The second time is finally "thin profit and high sales", "site", "thinking", "su", "various", the third time I do not write data, but "confinement", "i", "DECODED", "re" As a result of "discrimination". The second time I'm trying to tell you something, but ...

==========
epoch: 0
accumulates loss: 1155921.383301
query:Silicon valley
site: 0.34277588129
Low profit and high sales: 0.338559865952
tool: 0.291590571404
various: 0.288147270679
Thinking: 0.280256956816
None

==========
epoch: 1
accumulates loss: 921329.687744
query:Silicon valley
Low profit and high sales: 0.344960749149
site: 0.34360229969
various: 0.292381823063
tool: 0.289981007576
Thinking: 0.287175774574
None

==========
epoch: 2
accumulates loss: 891724.701904
query:Silicon valley
Low profit and high sales: 0.349293321371
site: 0.343631505966
various: 0.295914918184
Thinking: 0.291843622923
tool: 0.288331329823
None

==========
epoch: 3
accumulates loss: 757185.654785
query:Silicon valley
Low profit and high sales: 0.352725356817
site: 0.344897687435
various: 0.297841370106
Thinking: 0.295309871435
tool: 0.286360681057
None

==========
epoch: 4
accumulates loss: 678935.693481
query:Silicon valley
Low profit and high sales: 0.355262964964
site: 0.347212970257
Thinking: 0.299321830273
various: 0.298689037561
Su: 0.285281300545
None

==========
epoch: 5
accumulates loss: 610247.023926
query:Silicon valley
Low profit and high sales: 0.35762360692
site: 0.348474025726
Thinking: 0.300522983074
various: 0.300092220306
Su: 0.289157003164
None

==========
epoch: 6
accumulates loss: 600056.776855
query:Silicon valley
Low profit and high sales: 0.360702127218
site: 0.350107192993
Thinking: 0.303010463715
various: 0.300860673189
Su: 0.292713105679
None

==========
epoch: 7
accumulates loss: 589747.635376
query:Silicon valley
Low profit and high sales: 0.364328920841
site: 0.351830333471
Thinking: 0.304481714964
various: 0.299699604511
Su: 0.295893192291
None

==========
epoch: 8
100000 words, 77.42 sec, 1291.68 words/sec
accumulates loss: 523010.348755
query:Silicon valley
Low profit and high sales: 0.367006063461
site: 0.353862285614
Thinking: 0.305754393339
Su: 0.299977868795
various: 0.298767507076
None

==========
epoch: 9
accumulates loss: 508688.538574
query:Silicon valley
Low profit and high sales: 0.370497822762
site: 0.355607360601
Thinking: 0.306706368923
Su: 0.303147226572
various: 0.297139495611
None

Conclusion and consideration

This time I tried to rotate the same data 3 times, but 2

1. The words that you first learned and thought were close are the words that are close from beginning to end.

The data that hit from epoch0 remained the same from beginning to end.

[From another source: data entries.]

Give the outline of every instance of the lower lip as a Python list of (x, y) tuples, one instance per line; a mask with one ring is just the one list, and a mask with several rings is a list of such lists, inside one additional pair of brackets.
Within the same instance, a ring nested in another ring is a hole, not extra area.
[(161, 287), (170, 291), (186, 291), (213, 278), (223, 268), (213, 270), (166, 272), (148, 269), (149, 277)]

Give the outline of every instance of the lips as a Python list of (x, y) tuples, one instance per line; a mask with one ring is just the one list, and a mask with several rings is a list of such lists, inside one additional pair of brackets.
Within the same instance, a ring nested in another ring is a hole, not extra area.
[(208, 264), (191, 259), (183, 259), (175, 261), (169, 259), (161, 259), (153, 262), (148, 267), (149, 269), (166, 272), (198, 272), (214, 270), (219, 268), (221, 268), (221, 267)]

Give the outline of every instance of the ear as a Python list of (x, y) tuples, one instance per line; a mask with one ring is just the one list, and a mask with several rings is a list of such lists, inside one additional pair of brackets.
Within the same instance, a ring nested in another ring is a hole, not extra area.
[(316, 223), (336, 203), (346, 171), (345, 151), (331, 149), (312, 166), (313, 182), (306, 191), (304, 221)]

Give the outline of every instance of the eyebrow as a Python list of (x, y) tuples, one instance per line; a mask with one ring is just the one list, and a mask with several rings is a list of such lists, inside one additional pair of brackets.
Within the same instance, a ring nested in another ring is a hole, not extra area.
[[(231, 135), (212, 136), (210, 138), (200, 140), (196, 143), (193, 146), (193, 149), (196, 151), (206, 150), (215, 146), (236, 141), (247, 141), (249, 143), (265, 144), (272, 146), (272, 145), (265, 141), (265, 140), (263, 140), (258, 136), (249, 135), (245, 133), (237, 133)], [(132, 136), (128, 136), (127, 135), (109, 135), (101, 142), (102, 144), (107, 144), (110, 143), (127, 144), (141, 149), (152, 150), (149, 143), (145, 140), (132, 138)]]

Speaking of human beings, what you have learned once will certainly give you a stereotype, so is it the same feeling?

2. Reach completely different conclusions three times

Although all the trained contents were the same data, the data that was finally output as close words were completely different. Speaking of human beings, even if they learn (acquire) the same thing, they have different ways of thinking.

From the middle of the process, I found that the lost value is still too large, and that in word2vec, close words are likely to be placed at 0.2–0.4.

It's like deep learning that different results are obtained every time. As with human learning, there is no answer, so I would like you to study more with machines and become smarter.